Aber die Bullen waren nervös und erschrocken zu gleicher Zeit. Die Witterung des Löwen stand stark in ihren Nüstern. Hinzu kam der Schreck über Tarzans plötzliches Auftauchen. Die Riesenaffen waren einer Panik nahe.

»Töten! Töten!«, schrien sie durcheinander. Dennoch griffen sie nicht sofort an. Vielmehr kamen sie langsam näher heran. Dabei steigerten sie sich gegenseitig in eine wilde Wut hinein, die plötzlich in einen Blutrausch ausbrechen konnte, den kein lebendes Wesen überstehen würde. Gewiss wären dann selbst von Tarzan nicht mehr als ein paar blutige Fetzen übriggeblieben.

Der schrille Schrei von den Lippen einer großen, dicht behaarten Affenmutter mit einem winzigen Balu auf dem Rücken übertönte das Gebrüll der Bullen.

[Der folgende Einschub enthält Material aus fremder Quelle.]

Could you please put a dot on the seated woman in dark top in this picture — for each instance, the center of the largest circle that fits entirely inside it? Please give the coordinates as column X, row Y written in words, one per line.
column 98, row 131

»Numa!«, schrillte sie und brachte sich mit mächtigen Sätzen im Geäst des nächsten Baumes in Sicherheit. Sofort suchten auch die übrigen Affenweiber mit den Kindern ihr Heil in der Flucht. Sie verschwanden in den Bäumen so schnell sie konnten. Die Affenbullen richteten ihre Aufmerksamkeit auf die neue Drohung und vergaßen den Menschen. Der Anblick, der sich ihnen bot, brachte sie noch mehr durcheinander. Ein mächtiger, gelber Löwe kam direkt auf sie zu. Seine runden, gelbgrünen Augen flammten vor Wildheit. Auf dem Rücken des Löwen aber hockte ein kleiner Affe, der den riesigen Bullen wüste Beschimpfungen entgegenschrie. Dieser Anblick war zu viel für die Affen vom Stamme des To-yat. Der Anführer wendete sich als erster zur Flucht. Mit einem Brüllen, dessen wilder Ton ihm wenigstens einen Teil seiner Selbstachtung erhalten sollte, sprang er den nächsten Baumstamm hinauf. Sofort folgten ihm die anderen und flohen. Der weiße Riese stand dem wütenden Löwen allein gegenüber.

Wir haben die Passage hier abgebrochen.